Дело об оффортах - страница 13



Надо отдать должное его умениям плести интриги, погружаться в конкретную историю, вникать в детали и, на первый взгляд, совершенно лишние подробности. Но все вместе они и выработали ту особую майковскую тактику строить игру на нестыковках и пробелах, детальках, штришках.

На «офорты» он вышел случайно. После неудачного рейдерского захвата мехбазы оправились в ресторан расслабиться. Накануне суд щедро «раздал» всей компании по заслугам. Лично ему, Майкову, достался условный срок в три года. Подельники получили сроки меньше, но реальной тюрьмы. «Реалисты» уже отбывали приговор, а «условники», их было значительно больше, приходили в себя, обсуждая в деталях причины провала. «Гуляли» не от веселья, а от тоски и досады, что, казалось бы, продуманная до мелочей операция закончилась так скверно.

При всем том, что с законом он никогда особенно не дружил, ему все время приходилось «развиваться» – читать, учиться, посещать тренинги и семинары, ведь представлять чьи-то интересы посредством кулака и рэкета становилось немодным и далеко не безопасным.

И потому как-то особенно трогательно звучало из его уст в ходе судебного заседания «Ваша честь»! И, слава богу, что на этих судебных разбирательствах ни разу не побывали его подельники. Они бы точно все испортили, услышав проникновенно эпатажные речи Майкова, где главным лейтмотивом всегда оставалось: «Человек – это звучит гордо» или «Человека легко обидеть». В лучшем случае они сорвали бы ход заседания своим хохотом и подколками «праведного» Майкова. А в худшем заподозрили, что их подельник не в себе, что он «того»…

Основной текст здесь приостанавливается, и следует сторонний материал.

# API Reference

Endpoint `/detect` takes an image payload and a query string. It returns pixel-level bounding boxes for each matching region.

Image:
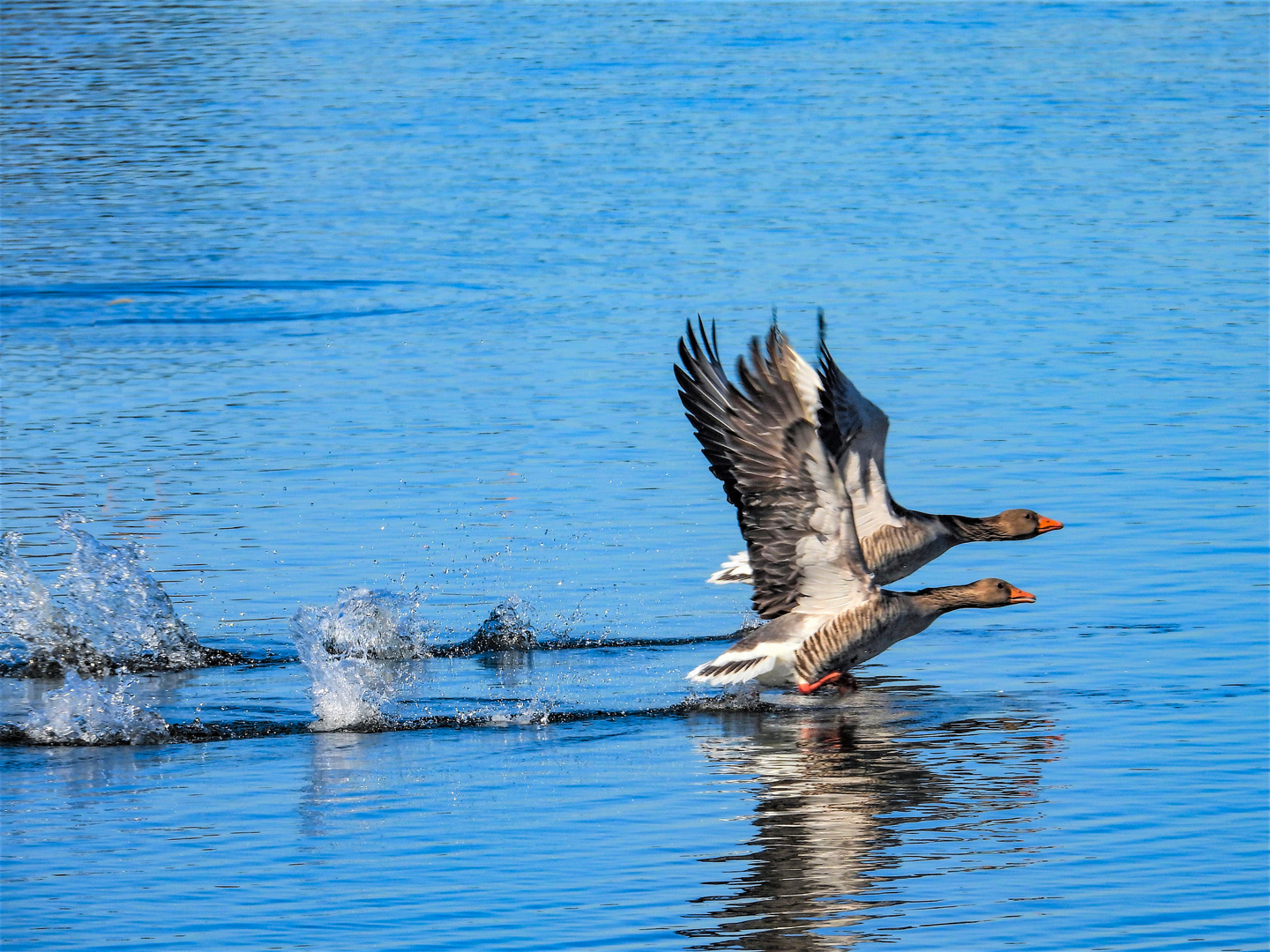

Хотя Майков чаще всего представлялся юристом, он и близко не имел отношения ни к одному юридическому факультету, коих расплодилось превеликое множество. Но он был образчиком самообразования. Знал назубок все кодексы, подзаконные акты и судебную практику так, что бывал неотразим, попадая в точку своими вопросами-ответами в ходе прений или допроса свидетелей. Единственное, чего не хватало ему в такие минуты, – публичного признания и восторга публики. Но где ж их взять, когда судебный процесс нередко шел месяцами?

Итак, Майков, что называется, залечивал раны в ресторане. Из тех двадцати пяти, кто участвовал в последнем рейдерском захвате, на свободе остались пятеро. Вот за всех они и пили горькую, вспоминая каждого.

За соседним столиком, судя по всему, веселья тоже не хватало. Мужская компания пила без куража, анекдотов, веселых историй и занимательных воспоминаний. Наконец, обе компании дошли до черты, за которой начинался поиск виноватых.

Майков сидел к соседней компании спиной. Банальщина, которую он слышал, его не раздражала. Какое ему дело до их дурацких тостов. По обрывкам фраз он догадался: гуляют художники. Время от времени слышались рассуждения об импрессионистах, пост-модернистах, поп-арте, музыке Курехина и великом искусстве Левитана. Кляли Союз художников и полный беспредел с мастерскими здешних живописцев, который устроили чиновники, ничего не смыслящие в высоком искусстве. – Эти знатоки из районной управы решили повысить плату за мастерскую моего отца! Народный художник, мэтр! Что им графика, они разве понимают прелесть офорта?

– Да они же бесплатно там всю жизнь обитали, Федяй, кончай свист, слезу вышиб. Была бы у меня такая мастерская, я бы и за деньги снимал. Разве это оплата – гроши.

– Да, гроши, а как еще, коли искусство для народа! Искусство задаром! Я вчера книгу у Светки в библиотеке приметил – «История Лесовска». Полистал, пока Светку ждал. Смотрю, о, ничего себе – отцовские работы. Брякнул ему, поздравляю, денег не даешь, жмотишься, а картинки печатаешь в подарочных книгах. А он говорит, что это бесплатно. Так сказать, из любви к искусству. Мол, разрешил соседу-художнику при оформлении использовать. Какая-никакая реклама. Гуманист! Сыну пожрать не на что, а этот направо-налево раздает все бесплатно. Ну и как ему после этого за мастерскую платить?!